The original lineup included Steven Tyler (lead vocals), Joe Perry (guitar) and Tom Hamilton (bass guitar), soon adding Ray Tabano as a second guitarist, then replacing him with Brad Whitford (formerly of Earth Inc.). Tyler, who was originally a drummer and singer, became a full-time vocalist when drummer Joey Kramer joined. After some local success doing live shows, Aerosmith signed with Columbia Records in 1972 and issued a debut album, Aerosmith that included a minor hit single, "Dream On". A sample of this song was used in 2003 on Eminem's single Sing for the moment. After constant touring, the band released Get Your Wings (1974), which did quite well on the charts.
It was 1975's Toys in the Attic that established Aerosmith as international stars. Part heavy metal, part glam rock and part punk music, Toys in the Attic was an immediate success, starting with the single "Sweet Emotion", then a successful rerelease of "Dream On" and a new song from the album, "Walk This Way". Both of the band's previous albums recharted. Aerosmith's next album, Rocks, went platinum swiftly and featured two FM hits, "Back in the Saddle" and "Last Child". The next album, Draw the Line, was not as successful as the previous releases. While continuing to tour and release a few more albums in the late 1970s, Aerosmith acted in the movie version of Sgt. Pepper's Lonely Hearts Club Band. Joe Perry also left the band, followed by Brad Whitford. After replacing the two ex-members with Jimmy Crespo and Rick Dufay, Aerosmith released its mammoth-selling Greatest Hits album in 1980, followed by a relative failure, Rock in a Hard Place. A reunion tour was scheduled in 1984 after the return of Perry and Whitford. Tyler collapsed onstage due to drug problems early in tour.

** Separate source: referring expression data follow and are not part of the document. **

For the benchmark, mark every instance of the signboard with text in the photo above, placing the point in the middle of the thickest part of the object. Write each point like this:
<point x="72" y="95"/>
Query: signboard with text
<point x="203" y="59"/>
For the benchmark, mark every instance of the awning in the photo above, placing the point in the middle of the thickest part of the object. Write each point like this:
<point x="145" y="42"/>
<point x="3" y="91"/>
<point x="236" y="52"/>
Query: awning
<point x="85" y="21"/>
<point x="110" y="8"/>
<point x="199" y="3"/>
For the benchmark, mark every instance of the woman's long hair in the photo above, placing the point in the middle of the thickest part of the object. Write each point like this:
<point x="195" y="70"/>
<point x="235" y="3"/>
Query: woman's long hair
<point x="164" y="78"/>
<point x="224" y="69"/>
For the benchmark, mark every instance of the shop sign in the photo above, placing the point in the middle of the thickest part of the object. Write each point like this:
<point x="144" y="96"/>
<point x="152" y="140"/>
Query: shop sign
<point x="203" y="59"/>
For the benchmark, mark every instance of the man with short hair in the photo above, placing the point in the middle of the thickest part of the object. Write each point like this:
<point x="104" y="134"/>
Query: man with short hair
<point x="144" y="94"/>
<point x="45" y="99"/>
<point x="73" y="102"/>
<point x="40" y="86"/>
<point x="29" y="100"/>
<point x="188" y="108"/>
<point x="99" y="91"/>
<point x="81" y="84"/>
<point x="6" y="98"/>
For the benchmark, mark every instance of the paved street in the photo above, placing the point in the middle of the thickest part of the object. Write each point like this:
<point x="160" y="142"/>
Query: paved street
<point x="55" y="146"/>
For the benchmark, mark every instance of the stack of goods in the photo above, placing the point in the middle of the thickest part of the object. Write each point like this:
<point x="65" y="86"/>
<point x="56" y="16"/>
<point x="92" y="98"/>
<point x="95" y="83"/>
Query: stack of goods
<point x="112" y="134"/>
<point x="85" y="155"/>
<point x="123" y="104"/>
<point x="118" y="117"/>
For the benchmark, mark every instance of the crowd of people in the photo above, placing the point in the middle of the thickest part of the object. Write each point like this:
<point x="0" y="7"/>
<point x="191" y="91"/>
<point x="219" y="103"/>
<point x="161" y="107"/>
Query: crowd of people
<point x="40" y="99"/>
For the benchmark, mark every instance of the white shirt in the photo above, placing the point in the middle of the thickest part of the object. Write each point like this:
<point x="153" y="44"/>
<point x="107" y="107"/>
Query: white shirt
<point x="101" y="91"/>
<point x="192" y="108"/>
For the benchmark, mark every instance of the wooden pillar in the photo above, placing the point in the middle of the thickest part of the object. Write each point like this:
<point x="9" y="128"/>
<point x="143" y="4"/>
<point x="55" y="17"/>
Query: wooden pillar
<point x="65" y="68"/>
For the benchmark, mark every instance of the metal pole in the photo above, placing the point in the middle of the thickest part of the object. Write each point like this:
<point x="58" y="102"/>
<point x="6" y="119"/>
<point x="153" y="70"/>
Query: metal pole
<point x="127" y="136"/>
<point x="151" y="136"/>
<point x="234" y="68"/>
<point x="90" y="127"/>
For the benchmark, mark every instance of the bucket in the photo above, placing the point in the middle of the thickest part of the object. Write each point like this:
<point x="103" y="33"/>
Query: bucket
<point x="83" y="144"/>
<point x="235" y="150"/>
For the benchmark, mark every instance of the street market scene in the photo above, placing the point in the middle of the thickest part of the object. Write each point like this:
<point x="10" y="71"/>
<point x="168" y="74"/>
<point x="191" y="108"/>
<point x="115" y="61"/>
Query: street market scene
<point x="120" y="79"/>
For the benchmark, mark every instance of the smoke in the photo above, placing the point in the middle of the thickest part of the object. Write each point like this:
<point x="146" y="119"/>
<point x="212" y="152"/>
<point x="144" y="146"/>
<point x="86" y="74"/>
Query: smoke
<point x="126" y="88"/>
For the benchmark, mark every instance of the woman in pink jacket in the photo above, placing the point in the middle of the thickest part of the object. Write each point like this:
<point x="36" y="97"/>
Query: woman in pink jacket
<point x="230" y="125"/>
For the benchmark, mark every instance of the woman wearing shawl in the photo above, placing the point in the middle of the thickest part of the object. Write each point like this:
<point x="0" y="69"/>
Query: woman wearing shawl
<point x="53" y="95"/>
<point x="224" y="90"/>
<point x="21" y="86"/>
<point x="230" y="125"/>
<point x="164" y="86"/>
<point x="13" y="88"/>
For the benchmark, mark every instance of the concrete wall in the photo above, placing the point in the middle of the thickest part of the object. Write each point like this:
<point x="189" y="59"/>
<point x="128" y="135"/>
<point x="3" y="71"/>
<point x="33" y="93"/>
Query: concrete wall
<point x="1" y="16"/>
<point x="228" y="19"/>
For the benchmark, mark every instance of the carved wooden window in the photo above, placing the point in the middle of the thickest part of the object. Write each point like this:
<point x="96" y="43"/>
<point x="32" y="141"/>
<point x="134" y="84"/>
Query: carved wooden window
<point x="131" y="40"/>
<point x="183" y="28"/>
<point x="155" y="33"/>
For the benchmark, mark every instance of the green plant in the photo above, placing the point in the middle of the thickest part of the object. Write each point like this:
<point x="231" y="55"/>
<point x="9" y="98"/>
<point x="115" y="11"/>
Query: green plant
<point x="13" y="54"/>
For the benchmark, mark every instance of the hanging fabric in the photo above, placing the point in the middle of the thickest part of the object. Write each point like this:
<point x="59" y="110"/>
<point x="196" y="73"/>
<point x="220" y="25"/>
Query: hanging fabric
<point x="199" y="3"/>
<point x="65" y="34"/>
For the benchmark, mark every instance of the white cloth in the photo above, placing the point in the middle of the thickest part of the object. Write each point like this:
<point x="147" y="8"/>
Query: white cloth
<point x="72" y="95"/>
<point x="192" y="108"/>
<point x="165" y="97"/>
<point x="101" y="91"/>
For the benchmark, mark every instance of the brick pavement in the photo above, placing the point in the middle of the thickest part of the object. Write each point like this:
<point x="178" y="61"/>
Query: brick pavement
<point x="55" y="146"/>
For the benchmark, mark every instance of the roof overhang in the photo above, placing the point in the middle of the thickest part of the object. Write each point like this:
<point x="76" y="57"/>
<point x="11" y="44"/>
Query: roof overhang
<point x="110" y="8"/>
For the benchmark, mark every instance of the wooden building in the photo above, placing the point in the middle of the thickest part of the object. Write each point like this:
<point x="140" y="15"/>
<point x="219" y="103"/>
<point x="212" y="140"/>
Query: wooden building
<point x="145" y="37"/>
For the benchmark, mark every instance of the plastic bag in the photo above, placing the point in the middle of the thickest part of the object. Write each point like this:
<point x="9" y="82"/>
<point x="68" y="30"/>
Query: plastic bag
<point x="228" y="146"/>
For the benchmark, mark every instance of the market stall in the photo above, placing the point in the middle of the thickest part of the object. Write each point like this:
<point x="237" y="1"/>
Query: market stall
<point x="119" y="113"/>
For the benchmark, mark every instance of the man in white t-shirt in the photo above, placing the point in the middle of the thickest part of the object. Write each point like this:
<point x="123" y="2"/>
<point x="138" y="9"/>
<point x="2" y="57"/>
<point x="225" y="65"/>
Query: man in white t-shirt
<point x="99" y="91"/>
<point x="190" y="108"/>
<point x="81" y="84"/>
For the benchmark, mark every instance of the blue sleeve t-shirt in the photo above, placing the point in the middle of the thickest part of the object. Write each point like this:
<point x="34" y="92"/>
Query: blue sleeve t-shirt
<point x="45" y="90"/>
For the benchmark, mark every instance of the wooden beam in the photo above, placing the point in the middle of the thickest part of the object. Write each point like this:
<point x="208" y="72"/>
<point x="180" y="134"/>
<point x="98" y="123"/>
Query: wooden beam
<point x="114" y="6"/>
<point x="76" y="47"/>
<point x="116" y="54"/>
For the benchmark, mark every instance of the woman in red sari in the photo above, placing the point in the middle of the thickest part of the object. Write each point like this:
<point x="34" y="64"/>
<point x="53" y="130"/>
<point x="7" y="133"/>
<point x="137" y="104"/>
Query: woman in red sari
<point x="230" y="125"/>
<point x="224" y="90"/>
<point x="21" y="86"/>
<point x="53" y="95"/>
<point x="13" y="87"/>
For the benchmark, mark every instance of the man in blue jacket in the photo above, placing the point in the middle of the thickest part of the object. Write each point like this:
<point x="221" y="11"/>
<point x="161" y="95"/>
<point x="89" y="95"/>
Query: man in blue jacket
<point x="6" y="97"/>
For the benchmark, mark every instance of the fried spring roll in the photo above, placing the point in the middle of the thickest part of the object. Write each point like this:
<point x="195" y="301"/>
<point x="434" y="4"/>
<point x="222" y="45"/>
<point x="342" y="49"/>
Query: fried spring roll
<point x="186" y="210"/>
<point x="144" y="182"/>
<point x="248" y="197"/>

1985 saw the release of Done With Mirrors, which fared much better than any previous Aerosmith album since the late 1970s. By the time the album was released, Tyler and Perry had exited rehab and the group appeared on Run D.M.C.'s massively successful cover of "Walk This Way", blending rock and roll and hip hop, and thereby beginning Aerosmith's comeback. The group's next release was Permanent Vacation (1987), which included "Dude (Looks Like a Lady)" (heard years later in the Chris Columbus film Mrs. Doubtfire), "Rag Doll" and "Angel". The true comeback album, however, was Pump, featuring three Top Ten singles in "Janie's Got a Gun", "What It Takes" and "Love in an Elevator". Get a Grip (1993) was just as successful, reestablishing Aerosmith as a serious musical force again.
Aerosmith signed to Columbia Records in the early 1990s, but had to complete two contractual albums for Geffen before recording for the new label. The next album was Nine Lives, and was plagued with personnel problems, including the firing of manager Tim Collins. The reviews were mixed, and Nine Lives fell down the charts quickly. This was followed by a series of late 1990s albums that sold respectably, but have shown the beginning of a second decline in popularity and critical respect. However, Aerosmith's biggest hit of the '90s was the love theme from the film Armageddon, I Don't Wanna Miss A Thing (conceived by Joe Perry and Diane Warren, although Warren did get songwriting credit).
Their long-promised blues album, "Honkin' on Bobo" was released March 30, 2004 on Columbia.